И пророчества будут теперь уже только пророчествами о негодности сущего, а мессианство – понуждением к лучшему будущему, прямо завтра уже, потому что проповеди пойдут от частных и весьма ограниченных в возможностях лиц, от ОЧЕНЬ ОТДЕЛЬНЫХ людей, самоназыванием ставших пророками, а, отнюдь не от ХРАМОВОЙ всеобщности и сдержанности.

...не располагая вечностью, она сможет предложить только ближайшее будущее, а, пытаясь увидеть что-нибудь далее, увидит только чеховскую БЕЗНАДЁЖНОСТЬ ПОШЛОСТИ, то есть увидит прошлое. Оперируя только земными понятиями – ведь она от говоренья пошла, а не от молчания, – будет звать она всегда только к РАЮ НА ЗЕМЛЕ, поскольку ПРОРОК у неё общается в высшие минуты свои только с маленьким внутренним божеством ОТДЕЛЬНОГО человечка, а вовсе не с Богом, до которого атлантам души гораздо далее чем самым ОБЫКНОВЕННЫМ людям, хотя бы в силу гордыни... я памятник себе воздвиг нерукотворный, к нему не зарастёт народная тропа... Это – не Гораций. Это – Пушкин!

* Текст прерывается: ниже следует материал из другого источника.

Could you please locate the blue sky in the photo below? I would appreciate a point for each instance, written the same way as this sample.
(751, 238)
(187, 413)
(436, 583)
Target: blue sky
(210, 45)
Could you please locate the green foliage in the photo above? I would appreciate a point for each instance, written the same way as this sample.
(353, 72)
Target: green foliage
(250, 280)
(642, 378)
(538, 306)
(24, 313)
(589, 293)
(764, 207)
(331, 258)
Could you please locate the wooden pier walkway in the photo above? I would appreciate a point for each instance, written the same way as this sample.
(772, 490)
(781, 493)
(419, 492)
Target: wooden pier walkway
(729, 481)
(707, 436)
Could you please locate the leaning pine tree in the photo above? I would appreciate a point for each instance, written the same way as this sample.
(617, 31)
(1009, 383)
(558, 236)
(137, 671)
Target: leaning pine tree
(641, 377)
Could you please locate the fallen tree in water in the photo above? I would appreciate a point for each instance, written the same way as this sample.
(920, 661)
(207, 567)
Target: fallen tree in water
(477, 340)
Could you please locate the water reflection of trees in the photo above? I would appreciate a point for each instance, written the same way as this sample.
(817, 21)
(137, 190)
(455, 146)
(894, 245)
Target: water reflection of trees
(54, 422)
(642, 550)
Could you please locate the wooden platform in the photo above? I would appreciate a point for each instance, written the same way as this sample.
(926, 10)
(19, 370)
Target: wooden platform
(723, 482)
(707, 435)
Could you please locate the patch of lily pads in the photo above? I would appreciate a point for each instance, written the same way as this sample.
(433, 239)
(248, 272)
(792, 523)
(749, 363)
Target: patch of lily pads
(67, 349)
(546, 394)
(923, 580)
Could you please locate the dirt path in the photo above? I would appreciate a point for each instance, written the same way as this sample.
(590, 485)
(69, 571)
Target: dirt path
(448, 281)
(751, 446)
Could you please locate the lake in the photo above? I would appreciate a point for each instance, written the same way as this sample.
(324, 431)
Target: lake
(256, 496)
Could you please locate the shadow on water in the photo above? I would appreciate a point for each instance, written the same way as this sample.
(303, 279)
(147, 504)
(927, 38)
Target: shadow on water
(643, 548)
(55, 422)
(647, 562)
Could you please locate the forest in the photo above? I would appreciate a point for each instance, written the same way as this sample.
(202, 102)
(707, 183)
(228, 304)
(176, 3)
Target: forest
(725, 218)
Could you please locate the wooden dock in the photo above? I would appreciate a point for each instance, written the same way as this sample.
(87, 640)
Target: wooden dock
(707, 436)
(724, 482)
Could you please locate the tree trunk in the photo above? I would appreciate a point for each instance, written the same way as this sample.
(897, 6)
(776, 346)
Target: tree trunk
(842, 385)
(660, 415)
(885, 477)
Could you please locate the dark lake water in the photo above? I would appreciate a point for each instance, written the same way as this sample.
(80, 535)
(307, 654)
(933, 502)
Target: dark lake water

...и всегда, заменяя прямую логику воображением, она будет сохранять некое своё, высшее, возможно, УБОЖЕСТВО. Во всяком случае, катастрофы двадцатого века предугадать она не смогла. Поныла о пришествии Великого Хама (какого Хама? откуда пришествия?), потрепалась о соборности и общинности (не перед взыскующим ли взором барина? не от нищеты ли неизбывной?), попугала «русским бунтом», совсем как Гудвин –  ВЕЛИКИМ И УЖАСНЫМ, да и забыла подумать о том, что каждому ЧЕЛОВЕКУ хотелось бы наравне ходить по земле с иными человеками, не меняя удобные делу сапоги и поддёвку на фрак и лакированные туфли (одежду высшей, но очень убогой расы), что накопление ненависти – это опасно, что в девятнадцатом веке, уж не говоря о двадцатом, мужчин нельзя называть мужиками, а женщин – бабами. Ну, а тем более БИОМАССОЙ. Новодворская в компании с Алексеймаксимычем Пешковым – не Чехов, конечно, но и умнейший Антон Палыч забывал об опасности мести ВЕЛИКОЙ И УЖАСНОЙ. «Усадьба – хорошая, мужики нас любят...» Отметьте: не соседи, а мужики.